At the bottom of the rankings is the Advertising Regulatory Council of Nigeria, which placed 53rd out of 53 agencies with an overall performance score of just 3.0 percent. It was followed by Service Compact (SERVICOM) at 12.6 percent (52nd) and the National Identity Management Commission at 12.7 percent (51st).
Other agencies clustered near the bottom include the Joint Tax Board, National Bureau of Statistics, Federal Roads Maintenance Agency, Federal Airports Authority of Nigeria, and the Nigerian Postal Service, all of which recorded sub-20 percent scores.
Why Poor Performance Matters for Businesses and Investors
The BFA report links low scores to tangible economic costs, not bureaucratic optics. Agencies that performed poorly consistently failed to meet service-level agreements, respond to enquiries, or resolve complaints submitted via the ReportGov.ng platform.
For businesses, this translates into:
Longer processing times for permits, registrations, and approvals
Higher informal compliance costs, including repeated visits and follow-ups
Delayed investment decisions, particularly for SMEs and foreign investors
Operational uncertainty, where published timelines do not reflect reality
In critical agencies such as identity management, tax coordination, aviation services, and postal logistics, weak service delivery can stall onboarding of customers, disrupt supply chains, and raise transaction risk across the economy.

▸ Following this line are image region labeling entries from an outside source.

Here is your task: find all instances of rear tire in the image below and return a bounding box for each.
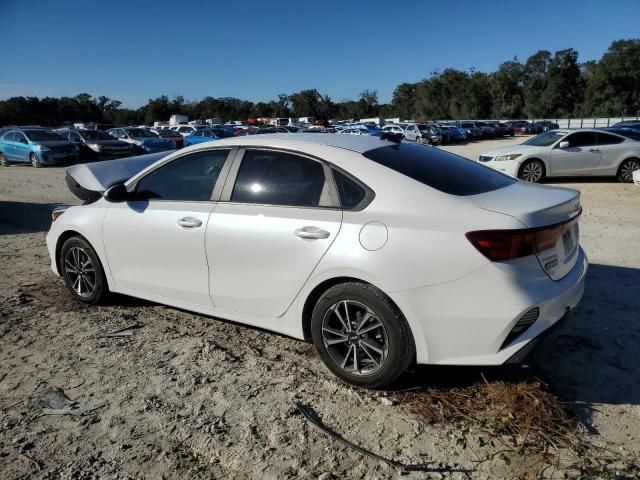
[311,282,415,388]
[518,160,545,183]
[59,236,109,305]
[29,153,42,168]
[616,158,640,183]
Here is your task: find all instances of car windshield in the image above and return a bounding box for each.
[80,130,113,142]
[522,130,567,147]
[127,128,158,138]
[23,130,66,142]
[363,143,517,195]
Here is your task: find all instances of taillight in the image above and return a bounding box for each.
[465,217,578,262]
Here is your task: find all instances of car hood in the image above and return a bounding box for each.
[480,144,539,157]
[65,152,169,201]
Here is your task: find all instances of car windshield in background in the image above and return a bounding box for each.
[523,130,566,147]
[24,130,66,142]
[608,128,640,142]
[80,130,113,142]
[127,128,158,138]
[363,143,517,196]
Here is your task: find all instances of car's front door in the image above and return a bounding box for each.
[550,131,601,175]
[206,149,342,318]
[103,149,231,306]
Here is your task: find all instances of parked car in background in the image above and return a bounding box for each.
[56,129,136,161]
[46,134,587,388]
[0,128,80,167]
[612,120,640,130]
[536,120,560,133]
[151,128,184,148]
[107,127,176,153]
[381,124,406,138]
[454,120,482,140]
[171,125,208,137]
[478,129,640,182]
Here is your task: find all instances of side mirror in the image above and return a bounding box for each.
[102,183,131,203]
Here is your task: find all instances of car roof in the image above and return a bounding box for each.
[182,133,396,153]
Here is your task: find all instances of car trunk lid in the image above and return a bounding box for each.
[466,182,582,280]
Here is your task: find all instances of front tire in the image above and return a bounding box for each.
[29,153,42,168]
[616,158,640,183]
[59,236,109,305]
[311,282,415,388]
[518,160,545,183]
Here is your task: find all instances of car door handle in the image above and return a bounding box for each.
[294,227,330,240]
[178,217,202,228]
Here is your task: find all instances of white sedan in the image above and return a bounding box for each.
[478,129,640,182]
[47,134,587,387]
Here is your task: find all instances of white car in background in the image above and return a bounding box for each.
[478,128,640,183]
[47,133,587,387]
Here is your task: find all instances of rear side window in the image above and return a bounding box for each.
[363,143,517,196]
[231,150,326,207]
[564,132,596,147]
[598,133,624,145]
[136,150,229,202]
[333,170,367,209]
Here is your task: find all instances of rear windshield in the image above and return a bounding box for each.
[363,143,516,195]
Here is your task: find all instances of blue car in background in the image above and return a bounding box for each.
[0,128,80,167]
[107,127,176,154]
[184,128,236,147]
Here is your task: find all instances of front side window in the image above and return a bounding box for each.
[136,150,229,202]
[231,150,328,207]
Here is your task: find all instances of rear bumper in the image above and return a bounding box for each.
[391,248,588,365]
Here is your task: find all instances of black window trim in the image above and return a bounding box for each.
[220,145,342,210]
[126,146,238,203]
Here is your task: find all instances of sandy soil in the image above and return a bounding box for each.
[0,140,640,480]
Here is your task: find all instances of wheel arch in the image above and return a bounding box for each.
[302,276,422,361]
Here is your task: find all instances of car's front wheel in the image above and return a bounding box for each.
[311,282,415,388]
[518,160,544,183]
[617,158,640,183]
[29,153,42,168]
[60,236,109,305]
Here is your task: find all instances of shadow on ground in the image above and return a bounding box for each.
[0,201,60,235]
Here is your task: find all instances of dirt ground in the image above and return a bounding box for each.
[0,139,640,480]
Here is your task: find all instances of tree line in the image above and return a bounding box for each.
[0,39,640,126]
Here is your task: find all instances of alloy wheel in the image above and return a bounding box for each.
[620,160,640,182]
[522,162,542,183]
[64,247,96,298]
[322,300,389,375]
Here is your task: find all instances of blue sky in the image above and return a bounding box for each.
[0,0,640,107]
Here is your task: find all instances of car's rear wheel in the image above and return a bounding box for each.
[617,158,640,183]
[60,236,109,304]
[29,153,42,168]
[311,282,415,388]
[518,160,544,183]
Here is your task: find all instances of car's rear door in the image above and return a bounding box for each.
[550,131,601,175]
[206,149,342,318]
[594,132,627,175]
[103,149,232,306]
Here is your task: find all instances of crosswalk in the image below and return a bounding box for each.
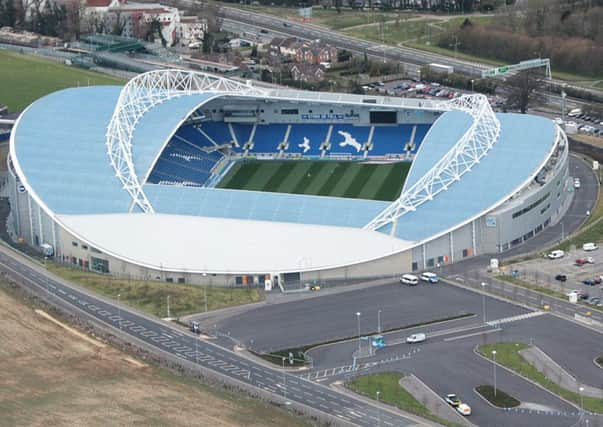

PEBEC noted that several low-ranking agencies recorded 0 percent efficiency compliance, meaning they failed entirely to deliver services within legally mandated timelines—despite having published requirements.
Best Performers Show What Is Possible
In sharp contrast, the report highlights a small group of MDAs whose performance demonstrates that effective public service delivery is achievable within Nigeria’s system.
Leading the 2025 rankings were:
Nigerian Content Development and Monitoring Board – 90.6% (1st)
National Drug Law Enforcement Agency – 89.3% (2nd)
Nigeria Customs Service – 86.6% (3rd)
Nigerian Communications Commission – 85.3% (4th)
Nigerian Ports Authority – 84.2% (5th)
These agencies consistently met service timelines, responded to enquiries, resolved complaints, and performed strongly in mystery shopping exercises that tested real user experience.
PEBEC said high-performing agencies typically combine digitised workflows, strong leadership accountability, and internal performance monitoring, creating a widening gap between reform leaders and laggards.
Pressure Mounts for Enforcement in 2026
While the BFA report stops short of announcing sanctions, officials say the rankings will inform leadership interventions, process redesign, and enforcement actions in 2026, particularly for agencies that have remained at the bottom of the table across multiple assessment cycles.
With Nigeria positioning itself as an investment destination amid tax reforms, bank recapitalisation, and FX liberalisation, analysts warn that persistently weak service delivery by core agencies risks neutralising policy gains elsewhere in the economy.